After last week’s landmark U.S. Supreme Court ruling in Espinoza v. Montana Department of Revenue, which held that it is unconstitutional to exclude religious schools from private educational choice programs, the Institute for Justice (IJ), which litigated the Espinoza case on behalf of parents, released a 50-state guide to help policymakers in each state better understand the impact of Espinoza in their state. The guide analyzes each state’s constitution considering Espinoza and explains how the ruling affects policymakers’ ability to enact educational choice programs.
“As a result of Espinoza, nearly every state is now free to enact programs that will empower parents to choose the educational environment that works best for their own children, whether those options are public, private or religious,” said IJ Senior Attorney Tim Keller. “This new guide helps policymakers understand how this momentous decision clears the way for robust educational choice programs with the ability to spur the creation of a greater number of educational opportunities for students.”
In Espinoza, the Supreme Court ruled that the Montana Supreme Court violated the federal Constitution when it relied on its state Blaine Amendment to invalidate a tax-credit scholarship program solely because parents could use their scholarships to send their children to religious schools. As Chief Justice John Roberts wrote, “A State need not subsidize private education. But once a State does so, it cannot disqualify some private schools solely because they are religious.” The Espinoza ruling builds on previous Supreme Court decisions that hold that when a government enacts a scholarship program, the benefits only go to schools through the independent choices of students and parents. As the Court explained, “[G]overnment support makes its way to religious schools only as a result of Montanans independently choosing to spend their scholarships at such schools.”
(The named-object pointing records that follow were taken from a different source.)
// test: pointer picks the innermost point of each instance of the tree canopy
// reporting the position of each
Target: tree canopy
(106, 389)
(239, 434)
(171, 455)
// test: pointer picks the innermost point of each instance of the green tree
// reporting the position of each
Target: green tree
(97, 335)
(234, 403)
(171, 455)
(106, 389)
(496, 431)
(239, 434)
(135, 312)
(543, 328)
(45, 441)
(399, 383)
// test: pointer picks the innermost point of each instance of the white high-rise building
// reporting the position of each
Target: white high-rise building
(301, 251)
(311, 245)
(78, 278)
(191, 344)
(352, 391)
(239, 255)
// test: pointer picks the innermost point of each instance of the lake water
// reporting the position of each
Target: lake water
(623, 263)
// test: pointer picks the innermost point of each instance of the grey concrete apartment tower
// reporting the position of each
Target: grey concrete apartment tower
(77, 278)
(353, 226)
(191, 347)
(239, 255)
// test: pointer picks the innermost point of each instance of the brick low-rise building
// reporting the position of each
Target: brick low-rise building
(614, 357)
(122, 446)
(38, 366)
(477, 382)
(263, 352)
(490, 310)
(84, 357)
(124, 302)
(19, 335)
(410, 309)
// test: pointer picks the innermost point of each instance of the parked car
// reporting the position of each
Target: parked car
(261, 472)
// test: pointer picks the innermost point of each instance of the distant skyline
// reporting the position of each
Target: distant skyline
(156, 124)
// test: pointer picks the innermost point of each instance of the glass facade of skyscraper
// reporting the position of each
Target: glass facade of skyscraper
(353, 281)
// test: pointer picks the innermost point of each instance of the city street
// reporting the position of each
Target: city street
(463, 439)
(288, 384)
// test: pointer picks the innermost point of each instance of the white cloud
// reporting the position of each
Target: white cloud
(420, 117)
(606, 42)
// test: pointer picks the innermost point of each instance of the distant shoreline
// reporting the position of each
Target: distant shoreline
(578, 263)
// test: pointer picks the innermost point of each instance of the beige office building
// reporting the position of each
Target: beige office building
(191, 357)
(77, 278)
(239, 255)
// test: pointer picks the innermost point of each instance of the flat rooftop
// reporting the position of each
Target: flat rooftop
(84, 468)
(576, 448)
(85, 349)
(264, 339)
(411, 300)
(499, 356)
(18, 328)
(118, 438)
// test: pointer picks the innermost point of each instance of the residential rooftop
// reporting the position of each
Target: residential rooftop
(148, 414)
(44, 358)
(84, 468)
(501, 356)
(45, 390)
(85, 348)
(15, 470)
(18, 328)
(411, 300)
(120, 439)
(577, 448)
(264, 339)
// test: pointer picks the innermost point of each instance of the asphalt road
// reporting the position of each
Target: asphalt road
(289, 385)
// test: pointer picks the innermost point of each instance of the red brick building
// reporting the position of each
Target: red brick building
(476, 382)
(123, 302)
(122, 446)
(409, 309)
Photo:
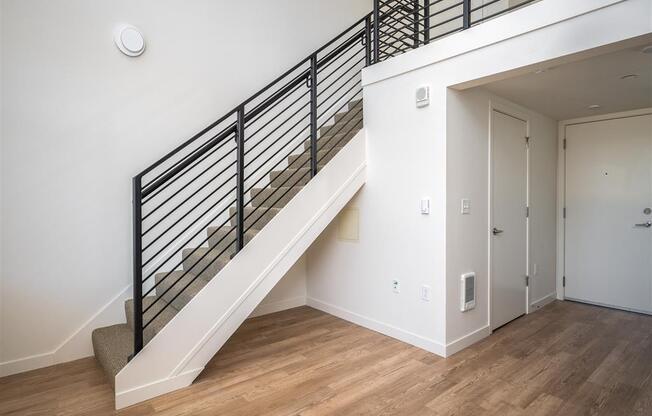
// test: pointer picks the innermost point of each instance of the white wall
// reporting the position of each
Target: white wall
(80, 120)
(290, 292)
(407, 160)
(467, 244)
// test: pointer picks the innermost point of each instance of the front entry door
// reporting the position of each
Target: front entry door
(509, 221)
(609, 213)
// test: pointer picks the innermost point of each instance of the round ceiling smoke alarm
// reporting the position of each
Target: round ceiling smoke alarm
(129, 40)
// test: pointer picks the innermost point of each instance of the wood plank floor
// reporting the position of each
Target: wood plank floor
(567, 359)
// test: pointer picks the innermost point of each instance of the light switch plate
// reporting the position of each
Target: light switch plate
(466, 206)
(425, 206)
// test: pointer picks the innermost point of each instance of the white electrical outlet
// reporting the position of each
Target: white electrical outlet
(425, 293)
(466, 206)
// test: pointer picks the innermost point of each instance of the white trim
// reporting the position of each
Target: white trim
(540, 303)
(424, 343)
(467, 340)
(278, 306)
(76, 346)
(606, 305)
(157, 388)
(561, 185)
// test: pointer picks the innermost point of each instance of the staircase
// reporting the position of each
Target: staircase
(219, 220)
(114, 344)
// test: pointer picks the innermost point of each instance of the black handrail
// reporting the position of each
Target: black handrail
(287, 114)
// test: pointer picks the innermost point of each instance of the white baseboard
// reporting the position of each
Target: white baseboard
(137, 395)
(278, 306)
(76, 346)
(540, 303)
(383, 328)
(467, 340)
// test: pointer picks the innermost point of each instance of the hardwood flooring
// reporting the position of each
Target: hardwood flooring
(566, 359)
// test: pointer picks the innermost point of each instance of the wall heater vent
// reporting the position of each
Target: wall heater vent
(467, 290)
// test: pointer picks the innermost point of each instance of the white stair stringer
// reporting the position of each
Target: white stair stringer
(179, 352)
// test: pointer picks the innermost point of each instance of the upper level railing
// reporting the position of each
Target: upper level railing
(209, 180)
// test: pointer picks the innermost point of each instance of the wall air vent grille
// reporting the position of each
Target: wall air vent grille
(468, 292)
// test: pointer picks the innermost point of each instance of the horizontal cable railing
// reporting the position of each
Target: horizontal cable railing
(413, 23)
(198, 205)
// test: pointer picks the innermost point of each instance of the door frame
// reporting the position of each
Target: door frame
(561, 184)
(522, 114)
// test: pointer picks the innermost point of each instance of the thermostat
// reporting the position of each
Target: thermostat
(423, 96)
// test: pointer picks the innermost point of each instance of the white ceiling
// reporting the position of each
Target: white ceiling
(566, 91)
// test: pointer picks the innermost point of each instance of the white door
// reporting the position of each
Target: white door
(509, 222)
(609, 213)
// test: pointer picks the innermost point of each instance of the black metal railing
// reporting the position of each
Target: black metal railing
(410, 24)
(210, 181)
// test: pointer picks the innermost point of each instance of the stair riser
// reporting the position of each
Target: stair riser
(258, 219)
(323, 157)
(355, 114)
(185, 296)
(219, 242)
(342, 127)
(155, 326)
(290, 177)
(195, 263)
(266, 197)
(328, 141)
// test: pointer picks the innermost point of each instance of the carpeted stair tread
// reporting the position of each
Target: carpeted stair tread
(255, 218)
(205, 261)
(168, 289)
(113, 345)
(221, 237)
(166, 314)
(273, 197)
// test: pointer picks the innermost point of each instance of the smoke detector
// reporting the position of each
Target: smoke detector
(129, 40)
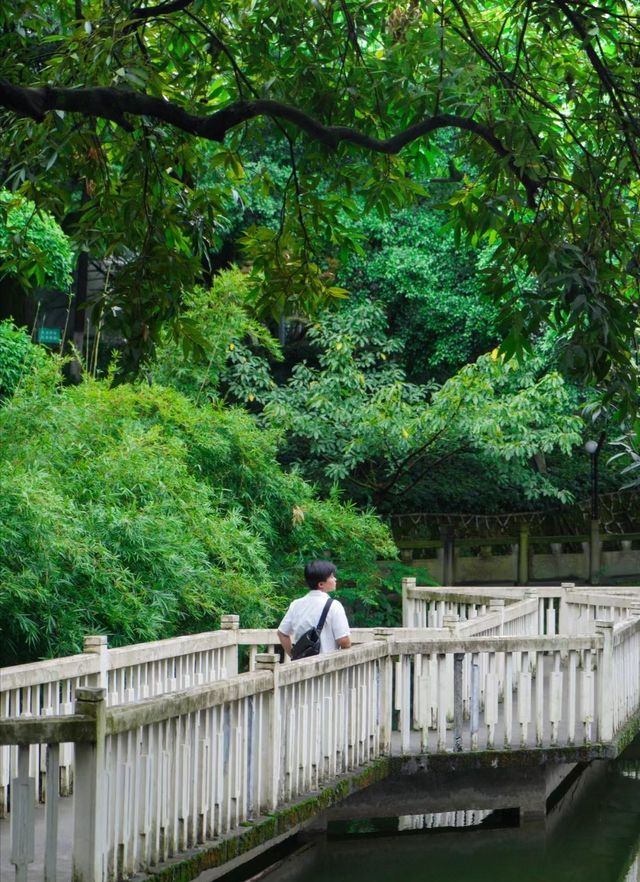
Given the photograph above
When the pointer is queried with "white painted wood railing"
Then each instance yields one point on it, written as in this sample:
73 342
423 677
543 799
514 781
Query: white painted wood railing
158 775
128 673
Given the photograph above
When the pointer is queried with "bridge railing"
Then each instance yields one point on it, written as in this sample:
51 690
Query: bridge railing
501 692
128 674
565 609
160 775
157 777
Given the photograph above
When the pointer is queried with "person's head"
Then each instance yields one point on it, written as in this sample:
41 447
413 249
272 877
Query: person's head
320 575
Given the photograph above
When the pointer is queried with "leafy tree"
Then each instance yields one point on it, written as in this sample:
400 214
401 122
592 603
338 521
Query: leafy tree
129 511
102 102
235 346
33 248
430 288
356 420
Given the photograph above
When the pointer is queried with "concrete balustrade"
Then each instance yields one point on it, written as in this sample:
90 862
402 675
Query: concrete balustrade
173 747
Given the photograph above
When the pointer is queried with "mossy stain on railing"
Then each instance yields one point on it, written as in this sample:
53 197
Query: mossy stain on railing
265 829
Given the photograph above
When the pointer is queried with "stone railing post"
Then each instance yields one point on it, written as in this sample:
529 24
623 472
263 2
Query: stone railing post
523 554
564 614
269 756
496 605
594 552
450 622
408 604
606 683
88 858
386 693
97 644
231 623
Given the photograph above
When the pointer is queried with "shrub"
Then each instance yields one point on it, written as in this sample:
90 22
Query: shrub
131 512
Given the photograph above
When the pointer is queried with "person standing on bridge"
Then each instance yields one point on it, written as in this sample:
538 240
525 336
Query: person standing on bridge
305 612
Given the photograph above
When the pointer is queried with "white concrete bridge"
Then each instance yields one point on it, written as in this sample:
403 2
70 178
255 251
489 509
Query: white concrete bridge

“It is important to note in the context of Espinoza and earlier school choice U.S. Supreme Court rulings, not one dollar of funds may be spent for a child’s education in a religious school but for the private and independent choice of a parent,” said Keller. “The funds used in school choice programs are used to secure a quality education for each child, not to subsidize any school. This is not the government subsidizing religious schools; choice programs are about giving mostly low-income families access to a high-quality education they could not otherwise afford.”
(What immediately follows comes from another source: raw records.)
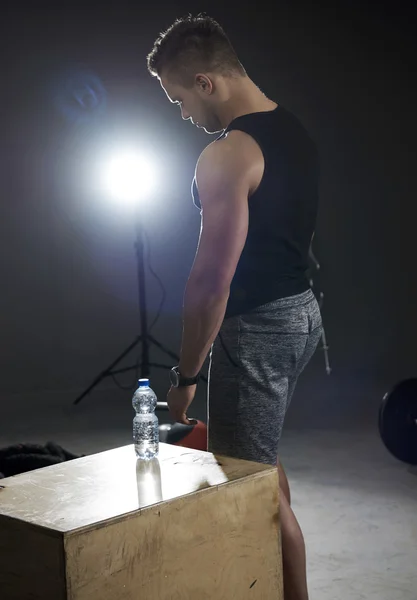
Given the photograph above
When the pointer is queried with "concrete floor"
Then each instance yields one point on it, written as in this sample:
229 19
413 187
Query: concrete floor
356 504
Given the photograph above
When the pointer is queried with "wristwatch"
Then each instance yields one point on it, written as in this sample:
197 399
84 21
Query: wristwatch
177 380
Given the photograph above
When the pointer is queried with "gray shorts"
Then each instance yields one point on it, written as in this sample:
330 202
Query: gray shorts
254 366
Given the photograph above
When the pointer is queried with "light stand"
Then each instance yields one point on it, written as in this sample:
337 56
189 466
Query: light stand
144 338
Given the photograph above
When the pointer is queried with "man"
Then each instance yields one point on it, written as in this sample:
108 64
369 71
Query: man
247 296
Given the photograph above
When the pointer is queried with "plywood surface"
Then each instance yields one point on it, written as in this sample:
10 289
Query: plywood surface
93 489
222 545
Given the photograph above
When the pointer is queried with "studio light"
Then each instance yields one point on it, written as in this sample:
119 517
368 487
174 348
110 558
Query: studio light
129 176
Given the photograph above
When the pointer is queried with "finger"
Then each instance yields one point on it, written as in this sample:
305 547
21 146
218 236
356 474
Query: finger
186 421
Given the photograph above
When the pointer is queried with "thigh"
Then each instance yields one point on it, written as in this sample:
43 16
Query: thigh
253 361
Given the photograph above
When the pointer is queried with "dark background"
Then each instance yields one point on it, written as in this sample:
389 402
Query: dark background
68 302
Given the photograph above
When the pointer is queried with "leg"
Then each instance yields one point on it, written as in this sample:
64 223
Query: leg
293 554
283 482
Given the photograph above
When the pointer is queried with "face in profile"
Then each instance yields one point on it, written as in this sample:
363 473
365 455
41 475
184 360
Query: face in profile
195 104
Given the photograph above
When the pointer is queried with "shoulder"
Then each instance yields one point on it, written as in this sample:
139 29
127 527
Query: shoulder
235 158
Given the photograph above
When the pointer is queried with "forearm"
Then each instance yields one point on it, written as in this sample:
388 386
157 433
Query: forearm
204 310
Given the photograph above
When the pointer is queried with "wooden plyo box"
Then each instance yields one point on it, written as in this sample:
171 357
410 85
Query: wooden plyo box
186 526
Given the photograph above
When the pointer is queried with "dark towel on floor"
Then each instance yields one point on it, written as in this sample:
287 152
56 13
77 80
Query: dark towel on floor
20 458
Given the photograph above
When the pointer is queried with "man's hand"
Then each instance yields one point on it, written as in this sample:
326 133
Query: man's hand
179 399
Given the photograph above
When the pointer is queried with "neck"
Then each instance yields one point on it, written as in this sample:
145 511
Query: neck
242 98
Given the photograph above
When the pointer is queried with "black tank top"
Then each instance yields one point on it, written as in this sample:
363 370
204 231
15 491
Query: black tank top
282 212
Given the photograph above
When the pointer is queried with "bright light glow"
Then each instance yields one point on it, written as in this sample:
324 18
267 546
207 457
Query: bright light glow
129 177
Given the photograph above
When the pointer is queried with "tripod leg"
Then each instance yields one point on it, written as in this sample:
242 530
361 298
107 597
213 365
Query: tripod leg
161 347
107 371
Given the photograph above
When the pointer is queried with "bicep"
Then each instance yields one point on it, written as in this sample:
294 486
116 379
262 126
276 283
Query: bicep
222 236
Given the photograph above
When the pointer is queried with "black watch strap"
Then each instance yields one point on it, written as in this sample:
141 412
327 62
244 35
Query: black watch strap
177 380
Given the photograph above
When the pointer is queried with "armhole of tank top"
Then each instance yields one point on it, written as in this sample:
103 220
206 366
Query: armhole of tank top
261 183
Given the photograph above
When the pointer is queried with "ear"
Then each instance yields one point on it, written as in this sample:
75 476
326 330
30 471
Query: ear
204 83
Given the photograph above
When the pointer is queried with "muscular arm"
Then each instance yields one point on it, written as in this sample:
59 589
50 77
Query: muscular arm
223 180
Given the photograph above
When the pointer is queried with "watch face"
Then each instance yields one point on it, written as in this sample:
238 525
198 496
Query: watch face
175 379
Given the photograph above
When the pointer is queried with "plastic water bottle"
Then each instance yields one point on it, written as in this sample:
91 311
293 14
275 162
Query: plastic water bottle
145 423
With this ruling, the Court sharply limits the application of the 37 state Blaine Amendments and ensures that no state, whether it has a Blaine Amendment or not, can exclude parents from choosing religious educational options just because they participate in a private educational choice program. The U.S. Constitution, the Chief Justice wrote, “condemns discrimination against religious schools and the families whose children attend them. They are ‘member[s] of the community too,’ and their exclusion from the scholarship program [in Montana] is ‘odious to our Constitution’ and ‘cannot stand.’”
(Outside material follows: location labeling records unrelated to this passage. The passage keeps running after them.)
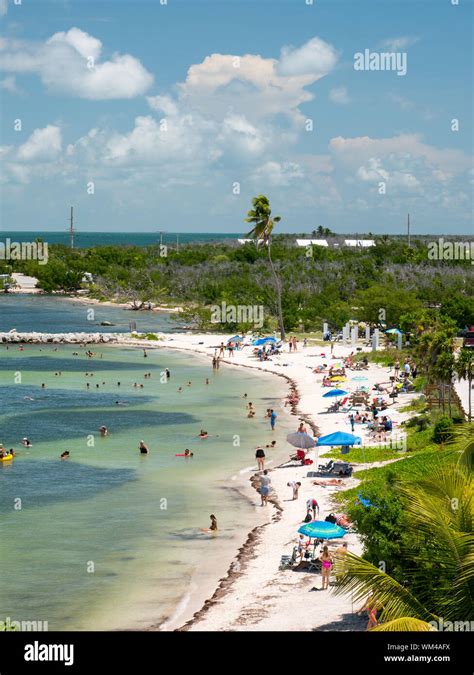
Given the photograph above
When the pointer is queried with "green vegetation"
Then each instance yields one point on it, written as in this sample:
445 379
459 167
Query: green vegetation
417 533
331 284
416 530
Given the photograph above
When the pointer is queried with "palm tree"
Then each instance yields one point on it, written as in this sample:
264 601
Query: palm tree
262 232
464 367
438 503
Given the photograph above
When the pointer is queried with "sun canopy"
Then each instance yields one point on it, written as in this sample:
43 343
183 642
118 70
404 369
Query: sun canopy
321 529
263 341
339 438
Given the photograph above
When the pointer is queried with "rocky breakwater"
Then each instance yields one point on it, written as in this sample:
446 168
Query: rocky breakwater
63 338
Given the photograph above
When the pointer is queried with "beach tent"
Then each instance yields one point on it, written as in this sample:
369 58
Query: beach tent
334 392
321 529
299 439
339 438
264 341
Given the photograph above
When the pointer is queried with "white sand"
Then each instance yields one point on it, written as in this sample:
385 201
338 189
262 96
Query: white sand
261 597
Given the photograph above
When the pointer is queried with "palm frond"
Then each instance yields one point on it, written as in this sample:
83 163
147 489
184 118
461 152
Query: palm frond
361 578
405 624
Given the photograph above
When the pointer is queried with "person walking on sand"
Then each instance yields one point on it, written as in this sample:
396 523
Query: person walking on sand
396 367
272 419
352 421
265 487
341 553
312 505
326 564
260 457
295 486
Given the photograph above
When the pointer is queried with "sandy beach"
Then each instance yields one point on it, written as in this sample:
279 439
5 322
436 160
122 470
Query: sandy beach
255 594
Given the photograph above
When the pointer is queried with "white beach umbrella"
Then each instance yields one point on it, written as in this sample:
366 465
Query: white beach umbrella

Although 20 states have already interpreted their Blaine Amendments to allow parents to select religious schools as part of a choice program, most of the remaining 15 states can no longer rely on their Blaine Amendments to prevent parents from choosing the best school for their children. (Two states—Massachusetts and Michigan—will be unaffected by Espinoza).
Its Blaine Amendment will haunt Florida’s educational choice landscape. Florida’s Blaine Amendment discriminates against religious educational options as the Montana Blaine Amendment was at issue in Espinoza. It thus cannot be invoked to prohibit religious educational options from an available choice program. After Espinoza, Florida’s Blaine Amendment is no longer an impediment to passaging an available educational choice program. However, lawmakers must still navigate the intricacies of the Florida Supreme Court’s 2006 decision in Bush v. Holmes, striking down a state voucher program for children attending chronically failing schools under the state constitution’s education article. Bush held that the voucher program at issue in that case violated the state’s obligation to operate a uniform public education system. Thankfully, Florida continues to offer families robust educational choice through its tax credit program, its voucher and education savings account programs for students with special needs, and its means-tested voucher program.
The IJ guide analyzes each state and includes links to model legislation for policymakers who are interested in expanding educational choice in their state.
“This decision is a great opportunity for supporters of educational choice,” said IJ Educational Choice Attorney David Hodges. “We are looking forward to working with policymakers nationwide to enact programs that ensure that no matter where children live or how much money their parents have, they can get access to a good education.”